Hip Hop Honors 2016 Was Entirely Too Lit
The Hip Hop Honors 2016: All Hail The Queens was much more than just another celebration of celebrity. It was a ceremony to honor hip hop’s legacy.
The 2016 Hip Hop Honors ceremony was a 2-hour blow out commemoration of the achievements of hip hop pioneers Lil Kim, Salt n Pepa with DJ Spinderella, Missy Elliott, and Queen Latifah. These legends wore beaming grins through the whole broadcast as they watched their friends, contemporaries, and fans shower them with praise. in their acceptance speeches, each performer was gracious, thanking God and long lists of lifetime collaborators. They also spoke to the Movement for Black Lives, calling for unity and strength in our endeavors to change the world. And seeing this all take place on-screen was a welcome celebration of blackness in light of recent tragedies.

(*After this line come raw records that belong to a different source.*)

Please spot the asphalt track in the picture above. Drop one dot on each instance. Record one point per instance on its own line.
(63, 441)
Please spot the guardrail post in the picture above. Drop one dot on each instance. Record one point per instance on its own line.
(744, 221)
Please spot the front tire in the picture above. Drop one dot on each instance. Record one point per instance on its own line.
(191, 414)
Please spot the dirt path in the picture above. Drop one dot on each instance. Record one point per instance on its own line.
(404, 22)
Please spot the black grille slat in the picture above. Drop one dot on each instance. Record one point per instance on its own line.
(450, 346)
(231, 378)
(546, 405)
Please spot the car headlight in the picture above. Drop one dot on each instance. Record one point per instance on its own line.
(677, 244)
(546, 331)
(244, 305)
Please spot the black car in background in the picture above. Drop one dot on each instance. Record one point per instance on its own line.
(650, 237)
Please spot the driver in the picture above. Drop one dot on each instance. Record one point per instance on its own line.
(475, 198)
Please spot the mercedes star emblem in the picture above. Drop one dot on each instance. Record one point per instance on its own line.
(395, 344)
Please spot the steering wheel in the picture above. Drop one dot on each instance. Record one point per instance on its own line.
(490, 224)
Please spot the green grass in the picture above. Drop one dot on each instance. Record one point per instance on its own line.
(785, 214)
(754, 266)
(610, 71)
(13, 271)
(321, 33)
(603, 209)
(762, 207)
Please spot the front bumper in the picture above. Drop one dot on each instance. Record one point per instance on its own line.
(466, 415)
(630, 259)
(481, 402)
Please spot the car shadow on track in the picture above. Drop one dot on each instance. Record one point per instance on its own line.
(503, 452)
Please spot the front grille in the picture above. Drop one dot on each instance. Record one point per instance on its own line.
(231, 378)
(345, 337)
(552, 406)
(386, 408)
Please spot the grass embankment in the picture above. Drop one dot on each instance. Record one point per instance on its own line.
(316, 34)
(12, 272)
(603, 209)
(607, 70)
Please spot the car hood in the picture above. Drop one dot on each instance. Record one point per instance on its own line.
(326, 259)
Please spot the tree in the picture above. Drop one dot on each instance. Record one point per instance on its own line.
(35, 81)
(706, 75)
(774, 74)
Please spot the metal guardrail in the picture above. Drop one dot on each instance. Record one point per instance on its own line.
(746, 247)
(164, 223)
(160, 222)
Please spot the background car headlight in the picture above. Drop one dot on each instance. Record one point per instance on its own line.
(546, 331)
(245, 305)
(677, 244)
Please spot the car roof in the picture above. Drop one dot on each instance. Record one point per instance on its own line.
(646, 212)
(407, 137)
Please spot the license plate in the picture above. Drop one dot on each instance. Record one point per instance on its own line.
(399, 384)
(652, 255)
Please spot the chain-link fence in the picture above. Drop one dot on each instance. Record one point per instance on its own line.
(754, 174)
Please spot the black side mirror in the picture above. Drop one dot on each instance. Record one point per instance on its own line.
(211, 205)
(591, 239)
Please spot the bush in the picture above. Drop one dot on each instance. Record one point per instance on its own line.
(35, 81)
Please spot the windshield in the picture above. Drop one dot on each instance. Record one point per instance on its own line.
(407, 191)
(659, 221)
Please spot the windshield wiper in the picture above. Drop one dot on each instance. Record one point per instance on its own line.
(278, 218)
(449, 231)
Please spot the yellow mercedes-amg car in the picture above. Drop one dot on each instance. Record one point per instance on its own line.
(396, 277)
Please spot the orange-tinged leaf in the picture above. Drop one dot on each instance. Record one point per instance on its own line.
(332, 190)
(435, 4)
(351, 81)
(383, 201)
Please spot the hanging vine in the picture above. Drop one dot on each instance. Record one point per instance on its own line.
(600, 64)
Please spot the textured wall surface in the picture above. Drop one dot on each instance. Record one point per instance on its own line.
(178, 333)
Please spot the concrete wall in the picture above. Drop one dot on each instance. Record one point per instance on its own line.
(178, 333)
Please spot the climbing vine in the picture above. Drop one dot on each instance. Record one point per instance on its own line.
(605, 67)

At the same time, All Hail The Queens was a nostalgic ride through the better times of hip hop. A bevy of hip-hop artists took to the stage to perform classics from “Ladies First” to “Push It” to “Crush on You” to “Hot Boyz” with all of the wardrobe and passion as the originators. And it was those songs that reminded us of what hip-hop used to be. During a simpler time, the women just had pure flows. Their lyrics had meaning. They were fashion forward. They defied stereotypes. They innovated in an industry that didn’t want them there and during a time where expectations were non-existent. In the face of that, Queen Latifah pushed for “U-N-I-T-Y”, Salt n Pepa proclaimed “Let’s Talk About Sex”, Missy Elliott “Hit Em wit da Hee”, and Lil Kim declared she had “No Time”.
Growing up in the 90’s, I remember those times well. I remember when girls were bleaching and cutting their hair into asymmetrical bobs, when Queen Latifah was an around the way girl, when Missy donned a garbage bag for one of the dopest videos in history, and when Lil Kim’s covers had parents’ groups clutching their pearls. Back then, pushing the envelope was for purposes like AIDS education, sexual liberation, or creativity’s sake and not just for controversy. And Missy’s catalogue, from what she recorded herself to what she wrote or produced for other artists has really come to define much of music for the last 2 decades. Whether these queens knew it back then or not, their work helps to shape a generation.
In the closing performance, Queen Latifah brought up a “who’s who” of female rappers from across the country and throughout history including Yo-Yo, Monie Love, Da Brat, Ms Jade, MC Lyte, Nikki D, Sha Rock, Sweet Tee, The Lady of Rage, Suga T, Rah Digga, Mia X, Heather B, and Eve. It was astonishing to see so much of rap history there on the stage at one time, and it also signified why this show was so important. Just as their careers inspired a generation, their legacies need to inspire a new generation.